Wühlmausvertreibung: Wühlmauspatronen, Wühlmausgas & Wühlmauspille

Wühlmausvertreibung: Wühlmauspatronen, Wühlmausgas & Wühlmauspille

Wühlmäuse können in der Landwirtschaft, im Obstanbau und auch in privaten Gärten große Schäden anrichten, weil sie die Wurzeln der Pflanzen fressen. Daher gibt es inzwischen viele Methoden zu ihrer Vertreibung und Bekämpfung.

maus flWühlmausvertreibung durch Gas

Bei der Wühlmausvertreibung durch Gas gibt es zwei verschiedene Varianten. Manche Gase sind giftig und töten die Tiere, während andere sie durch einen für die Tiere unangenehmen Geruch nur vertreiben.

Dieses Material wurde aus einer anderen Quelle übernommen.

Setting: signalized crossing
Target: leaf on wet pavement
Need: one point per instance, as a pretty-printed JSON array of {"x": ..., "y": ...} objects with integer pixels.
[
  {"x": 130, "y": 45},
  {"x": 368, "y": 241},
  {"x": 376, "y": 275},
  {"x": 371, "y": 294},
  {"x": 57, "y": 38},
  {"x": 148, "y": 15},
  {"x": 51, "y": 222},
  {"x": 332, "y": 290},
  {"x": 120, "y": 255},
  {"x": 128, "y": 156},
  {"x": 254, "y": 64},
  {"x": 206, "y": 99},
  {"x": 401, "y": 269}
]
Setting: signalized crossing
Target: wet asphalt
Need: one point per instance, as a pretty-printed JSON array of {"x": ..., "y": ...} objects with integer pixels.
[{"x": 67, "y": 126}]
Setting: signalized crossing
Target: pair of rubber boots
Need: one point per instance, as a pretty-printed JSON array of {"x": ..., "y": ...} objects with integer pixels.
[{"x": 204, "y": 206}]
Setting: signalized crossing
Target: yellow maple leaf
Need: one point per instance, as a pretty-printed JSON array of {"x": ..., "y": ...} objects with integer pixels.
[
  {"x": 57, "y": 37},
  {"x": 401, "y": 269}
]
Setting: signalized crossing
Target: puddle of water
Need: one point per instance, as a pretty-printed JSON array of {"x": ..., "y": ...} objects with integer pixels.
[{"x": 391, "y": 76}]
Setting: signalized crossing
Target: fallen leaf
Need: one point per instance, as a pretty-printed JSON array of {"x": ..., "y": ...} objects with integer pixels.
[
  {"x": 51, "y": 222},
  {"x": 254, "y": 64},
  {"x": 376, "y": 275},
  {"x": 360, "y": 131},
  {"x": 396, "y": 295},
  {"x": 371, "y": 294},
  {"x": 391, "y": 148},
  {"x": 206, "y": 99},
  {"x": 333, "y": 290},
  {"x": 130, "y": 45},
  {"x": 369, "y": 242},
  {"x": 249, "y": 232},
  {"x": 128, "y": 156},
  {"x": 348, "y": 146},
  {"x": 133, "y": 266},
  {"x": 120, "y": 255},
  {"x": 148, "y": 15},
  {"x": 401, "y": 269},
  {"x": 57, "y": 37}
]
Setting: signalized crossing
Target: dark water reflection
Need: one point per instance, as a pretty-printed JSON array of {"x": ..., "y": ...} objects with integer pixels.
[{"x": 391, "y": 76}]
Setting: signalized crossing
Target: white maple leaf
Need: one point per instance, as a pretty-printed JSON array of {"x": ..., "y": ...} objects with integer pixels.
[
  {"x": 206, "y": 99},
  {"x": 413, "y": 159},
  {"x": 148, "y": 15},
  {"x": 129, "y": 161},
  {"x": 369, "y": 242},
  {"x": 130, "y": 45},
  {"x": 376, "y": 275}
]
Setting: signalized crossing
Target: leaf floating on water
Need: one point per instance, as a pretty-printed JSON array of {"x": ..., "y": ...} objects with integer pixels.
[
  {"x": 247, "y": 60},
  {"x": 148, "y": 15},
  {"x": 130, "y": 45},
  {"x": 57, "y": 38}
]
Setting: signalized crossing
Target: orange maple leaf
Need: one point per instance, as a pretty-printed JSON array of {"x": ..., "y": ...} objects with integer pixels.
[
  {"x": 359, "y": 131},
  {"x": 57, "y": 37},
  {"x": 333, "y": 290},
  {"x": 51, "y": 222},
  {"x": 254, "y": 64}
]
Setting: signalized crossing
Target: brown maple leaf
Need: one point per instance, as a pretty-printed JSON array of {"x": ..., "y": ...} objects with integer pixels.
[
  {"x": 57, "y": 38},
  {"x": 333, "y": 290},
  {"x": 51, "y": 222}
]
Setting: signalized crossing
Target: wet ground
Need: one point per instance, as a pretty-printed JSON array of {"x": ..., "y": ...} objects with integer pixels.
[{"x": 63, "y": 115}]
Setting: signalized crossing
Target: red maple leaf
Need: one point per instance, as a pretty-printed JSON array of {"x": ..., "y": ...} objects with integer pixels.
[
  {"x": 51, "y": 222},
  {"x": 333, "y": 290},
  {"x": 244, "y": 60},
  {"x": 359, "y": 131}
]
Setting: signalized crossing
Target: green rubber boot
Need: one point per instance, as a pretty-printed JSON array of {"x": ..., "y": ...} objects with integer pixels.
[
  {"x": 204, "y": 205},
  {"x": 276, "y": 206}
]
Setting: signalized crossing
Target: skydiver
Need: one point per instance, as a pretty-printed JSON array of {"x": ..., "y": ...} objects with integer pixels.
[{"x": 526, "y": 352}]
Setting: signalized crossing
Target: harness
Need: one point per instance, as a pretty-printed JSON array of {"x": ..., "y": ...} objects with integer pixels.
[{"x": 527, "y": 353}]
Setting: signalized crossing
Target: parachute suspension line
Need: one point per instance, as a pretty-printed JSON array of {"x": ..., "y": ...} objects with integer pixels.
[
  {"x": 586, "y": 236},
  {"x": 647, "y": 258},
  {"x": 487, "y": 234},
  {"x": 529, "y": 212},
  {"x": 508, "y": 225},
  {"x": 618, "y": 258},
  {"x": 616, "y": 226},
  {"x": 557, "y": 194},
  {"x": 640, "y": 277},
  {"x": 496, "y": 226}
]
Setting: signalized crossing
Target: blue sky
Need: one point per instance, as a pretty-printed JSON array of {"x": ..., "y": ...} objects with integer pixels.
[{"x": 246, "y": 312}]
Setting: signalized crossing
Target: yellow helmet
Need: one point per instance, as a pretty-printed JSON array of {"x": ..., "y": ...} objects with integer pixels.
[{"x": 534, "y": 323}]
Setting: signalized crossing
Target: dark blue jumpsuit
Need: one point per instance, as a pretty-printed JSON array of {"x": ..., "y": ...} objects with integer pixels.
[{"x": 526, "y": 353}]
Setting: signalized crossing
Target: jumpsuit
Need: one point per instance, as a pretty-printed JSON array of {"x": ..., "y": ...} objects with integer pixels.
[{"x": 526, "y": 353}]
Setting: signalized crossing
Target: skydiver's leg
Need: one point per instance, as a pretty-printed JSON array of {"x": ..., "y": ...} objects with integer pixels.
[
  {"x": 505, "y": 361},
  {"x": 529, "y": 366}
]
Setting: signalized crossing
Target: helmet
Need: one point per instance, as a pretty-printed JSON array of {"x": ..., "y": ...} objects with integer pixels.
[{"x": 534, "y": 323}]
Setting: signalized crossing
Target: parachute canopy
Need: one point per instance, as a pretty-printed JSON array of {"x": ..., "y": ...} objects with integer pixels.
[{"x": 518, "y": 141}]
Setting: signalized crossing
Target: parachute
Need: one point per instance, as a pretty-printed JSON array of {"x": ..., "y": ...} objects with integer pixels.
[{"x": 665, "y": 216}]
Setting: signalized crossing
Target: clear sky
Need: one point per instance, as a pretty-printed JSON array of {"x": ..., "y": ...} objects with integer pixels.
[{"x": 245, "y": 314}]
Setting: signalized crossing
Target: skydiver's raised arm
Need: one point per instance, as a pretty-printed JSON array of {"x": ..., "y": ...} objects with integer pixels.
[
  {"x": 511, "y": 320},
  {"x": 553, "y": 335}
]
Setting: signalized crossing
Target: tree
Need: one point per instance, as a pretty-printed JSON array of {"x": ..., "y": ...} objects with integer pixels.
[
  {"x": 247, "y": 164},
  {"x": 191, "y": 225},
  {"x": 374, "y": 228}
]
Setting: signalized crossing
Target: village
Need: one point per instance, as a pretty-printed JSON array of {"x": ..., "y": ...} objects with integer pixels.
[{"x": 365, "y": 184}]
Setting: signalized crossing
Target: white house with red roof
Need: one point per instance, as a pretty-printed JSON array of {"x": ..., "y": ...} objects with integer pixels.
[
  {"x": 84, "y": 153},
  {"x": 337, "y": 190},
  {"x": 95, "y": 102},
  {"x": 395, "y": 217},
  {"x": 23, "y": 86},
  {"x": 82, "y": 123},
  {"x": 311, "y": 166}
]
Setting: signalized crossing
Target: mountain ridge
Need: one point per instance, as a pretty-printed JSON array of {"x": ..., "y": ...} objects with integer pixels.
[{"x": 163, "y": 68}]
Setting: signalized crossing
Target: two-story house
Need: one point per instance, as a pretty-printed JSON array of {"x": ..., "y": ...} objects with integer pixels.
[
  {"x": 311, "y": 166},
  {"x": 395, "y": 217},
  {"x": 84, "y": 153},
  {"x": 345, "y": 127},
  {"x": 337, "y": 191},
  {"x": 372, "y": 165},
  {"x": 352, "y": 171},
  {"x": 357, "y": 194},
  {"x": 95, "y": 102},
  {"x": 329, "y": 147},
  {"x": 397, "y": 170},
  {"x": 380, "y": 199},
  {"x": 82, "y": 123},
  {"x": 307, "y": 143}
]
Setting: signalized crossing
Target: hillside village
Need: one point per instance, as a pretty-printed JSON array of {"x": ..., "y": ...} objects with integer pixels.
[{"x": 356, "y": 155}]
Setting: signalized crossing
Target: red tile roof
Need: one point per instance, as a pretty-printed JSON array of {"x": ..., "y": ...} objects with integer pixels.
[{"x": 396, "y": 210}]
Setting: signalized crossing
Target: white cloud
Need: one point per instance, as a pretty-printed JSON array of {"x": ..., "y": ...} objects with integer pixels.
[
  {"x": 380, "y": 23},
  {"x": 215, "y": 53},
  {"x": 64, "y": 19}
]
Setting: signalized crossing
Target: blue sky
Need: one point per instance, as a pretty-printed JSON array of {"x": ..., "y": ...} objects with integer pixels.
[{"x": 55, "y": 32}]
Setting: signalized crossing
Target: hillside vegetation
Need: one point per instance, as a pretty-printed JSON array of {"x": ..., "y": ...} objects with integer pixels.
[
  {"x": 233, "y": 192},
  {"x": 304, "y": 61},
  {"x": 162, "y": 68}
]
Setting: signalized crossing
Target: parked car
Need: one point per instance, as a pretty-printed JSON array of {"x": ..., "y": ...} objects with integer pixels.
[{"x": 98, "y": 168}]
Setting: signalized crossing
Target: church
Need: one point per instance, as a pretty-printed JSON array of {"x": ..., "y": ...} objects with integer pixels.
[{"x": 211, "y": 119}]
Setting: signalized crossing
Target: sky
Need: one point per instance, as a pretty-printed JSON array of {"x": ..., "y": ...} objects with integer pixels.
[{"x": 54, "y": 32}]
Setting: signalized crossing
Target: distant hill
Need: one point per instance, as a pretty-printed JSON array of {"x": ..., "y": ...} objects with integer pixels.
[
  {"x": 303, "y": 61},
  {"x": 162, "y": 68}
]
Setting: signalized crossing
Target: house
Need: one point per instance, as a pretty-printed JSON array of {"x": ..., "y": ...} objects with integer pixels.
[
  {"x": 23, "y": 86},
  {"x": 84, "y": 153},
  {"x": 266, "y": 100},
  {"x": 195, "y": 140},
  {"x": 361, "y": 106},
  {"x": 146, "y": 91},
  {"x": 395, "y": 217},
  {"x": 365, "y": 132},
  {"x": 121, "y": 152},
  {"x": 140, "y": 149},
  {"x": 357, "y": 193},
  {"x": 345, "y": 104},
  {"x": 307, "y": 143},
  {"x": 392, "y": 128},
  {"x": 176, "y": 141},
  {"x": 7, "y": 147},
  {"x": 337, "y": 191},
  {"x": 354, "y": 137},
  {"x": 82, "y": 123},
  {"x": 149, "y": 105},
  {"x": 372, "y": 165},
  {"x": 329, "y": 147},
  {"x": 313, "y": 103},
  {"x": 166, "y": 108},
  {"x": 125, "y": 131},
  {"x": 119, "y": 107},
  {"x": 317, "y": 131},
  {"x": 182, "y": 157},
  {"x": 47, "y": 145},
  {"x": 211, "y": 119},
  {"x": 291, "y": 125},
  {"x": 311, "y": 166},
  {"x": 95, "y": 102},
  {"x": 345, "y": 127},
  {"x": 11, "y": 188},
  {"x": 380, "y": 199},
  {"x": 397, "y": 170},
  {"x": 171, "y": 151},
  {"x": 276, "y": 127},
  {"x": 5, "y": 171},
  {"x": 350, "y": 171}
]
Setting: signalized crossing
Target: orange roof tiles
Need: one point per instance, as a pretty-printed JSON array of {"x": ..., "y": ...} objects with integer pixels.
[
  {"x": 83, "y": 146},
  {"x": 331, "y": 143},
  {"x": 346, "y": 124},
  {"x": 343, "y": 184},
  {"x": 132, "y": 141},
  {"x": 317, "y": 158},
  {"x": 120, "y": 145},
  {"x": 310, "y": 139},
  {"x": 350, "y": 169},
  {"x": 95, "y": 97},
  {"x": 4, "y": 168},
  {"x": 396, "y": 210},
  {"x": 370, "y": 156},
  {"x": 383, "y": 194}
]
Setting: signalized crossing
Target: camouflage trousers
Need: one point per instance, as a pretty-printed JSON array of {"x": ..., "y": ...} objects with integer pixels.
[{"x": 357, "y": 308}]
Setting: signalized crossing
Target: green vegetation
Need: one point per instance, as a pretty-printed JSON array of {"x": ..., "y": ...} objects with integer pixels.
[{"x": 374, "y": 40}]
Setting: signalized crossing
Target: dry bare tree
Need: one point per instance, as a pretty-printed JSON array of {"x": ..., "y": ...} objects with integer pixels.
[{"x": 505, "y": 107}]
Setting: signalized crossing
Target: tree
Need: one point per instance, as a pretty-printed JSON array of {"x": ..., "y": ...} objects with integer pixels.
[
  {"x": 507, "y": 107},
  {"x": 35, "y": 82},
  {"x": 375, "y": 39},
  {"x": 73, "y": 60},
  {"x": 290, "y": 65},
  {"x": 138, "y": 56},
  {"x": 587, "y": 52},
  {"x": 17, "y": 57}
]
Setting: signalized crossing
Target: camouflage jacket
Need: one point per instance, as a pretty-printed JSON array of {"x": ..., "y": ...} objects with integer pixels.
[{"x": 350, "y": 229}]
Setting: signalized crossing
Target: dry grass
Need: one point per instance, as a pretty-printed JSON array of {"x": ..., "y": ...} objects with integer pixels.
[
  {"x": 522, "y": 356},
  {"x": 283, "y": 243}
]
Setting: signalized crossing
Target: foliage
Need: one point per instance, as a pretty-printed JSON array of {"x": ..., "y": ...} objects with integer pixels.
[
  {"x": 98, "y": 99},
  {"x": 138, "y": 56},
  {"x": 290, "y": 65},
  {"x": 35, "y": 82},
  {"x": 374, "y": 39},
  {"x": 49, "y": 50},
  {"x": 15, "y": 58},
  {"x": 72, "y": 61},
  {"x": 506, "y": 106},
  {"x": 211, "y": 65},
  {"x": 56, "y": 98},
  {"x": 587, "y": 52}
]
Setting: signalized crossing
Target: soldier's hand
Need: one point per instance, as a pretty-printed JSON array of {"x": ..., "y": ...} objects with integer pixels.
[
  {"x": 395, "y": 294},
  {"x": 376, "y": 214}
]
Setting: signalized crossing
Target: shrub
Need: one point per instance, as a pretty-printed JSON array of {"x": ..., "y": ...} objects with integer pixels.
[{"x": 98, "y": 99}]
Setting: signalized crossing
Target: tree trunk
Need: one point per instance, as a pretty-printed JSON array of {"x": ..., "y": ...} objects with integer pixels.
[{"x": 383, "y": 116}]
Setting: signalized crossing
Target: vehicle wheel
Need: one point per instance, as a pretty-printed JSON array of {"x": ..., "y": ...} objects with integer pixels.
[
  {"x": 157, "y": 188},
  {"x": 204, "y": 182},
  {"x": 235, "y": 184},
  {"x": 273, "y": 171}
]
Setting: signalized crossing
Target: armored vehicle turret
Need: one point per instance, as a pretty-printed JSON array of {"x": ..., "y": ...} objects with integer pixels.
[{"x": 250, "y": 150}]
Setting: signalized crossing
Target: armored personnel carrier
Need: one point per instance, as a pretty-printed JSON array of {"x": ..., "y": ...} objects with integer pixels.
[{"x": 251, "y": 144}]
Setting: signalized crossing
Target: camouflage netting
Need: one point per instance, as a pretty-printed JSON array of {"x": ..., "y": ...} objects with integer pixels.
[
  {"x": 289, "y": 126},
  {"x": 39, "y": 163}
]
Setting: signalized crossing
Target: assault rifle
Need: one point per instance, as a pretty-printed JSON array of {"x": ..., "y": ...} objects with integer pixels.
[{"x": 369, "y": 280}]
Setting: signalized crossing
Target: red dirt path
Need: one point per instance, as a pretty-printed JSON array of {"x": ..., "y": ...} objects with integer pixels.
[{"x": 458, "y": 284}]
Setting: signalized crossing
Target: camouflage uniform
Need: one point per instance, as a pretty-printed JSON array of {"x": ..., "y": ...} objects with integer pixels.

  • Wühlmauspatronen wurden früher angezündet und in die Gänge der Wühlmäuse gelegt.

    Dort entwickelte sich Phosphorwasserstoff, das in das ganze Gangsystem der Tiere strömte und die Wühlmäuse tötete. Diese Art der Wühlmausbekämpfung ist jedoch seit dem 1. Januar 2012 verboten, sodass diese Produkte im Handel nicht mehr verkauft werden.

  • Wühlmausgas wird auf die gleiche Weise wie eine Wühlmauspatrone angewendet. Hierbei entsteht jedoch ein Gas, das für die Tiere nicht tödlich ist, sondern sie durch seinen unangenehmen Geruch nur vertreibt. Dieses Gas wirkt am besten, wenn nach der Platzierung der Kartusche der Gang wieder verschlossen wird.

  • Wühlmauspillen werden einfach nur in die Gänge gelegt. Dort bilden sie unter Einwirkung
    von Feuchtigkeit aus dem Boden und aus der Luft Phosphorwasserstoff, das die Wühlmäuse tötet. Diese Pillen enthalten hochgiftige Substanzen und sollten daher entsprechend vorsichtig verwendet werden.
Vor der Verwendung eines solchen Gases sollte aber unbedingt untersucht werden, ob es sich tatsächlich um Wühlmäuse und nicht um Maulwürfe handelt, die unter Naturschutz stehen und daher nicht getötet werden dürfen. Sowohl Wühlmäuse wie auch Maulwürfe werfen beim Graben Erdhügel auf, die Hügel der Wühlmäuse sind jedoch etwas niedriger und weniger ordentlich als die der Maulwürfe.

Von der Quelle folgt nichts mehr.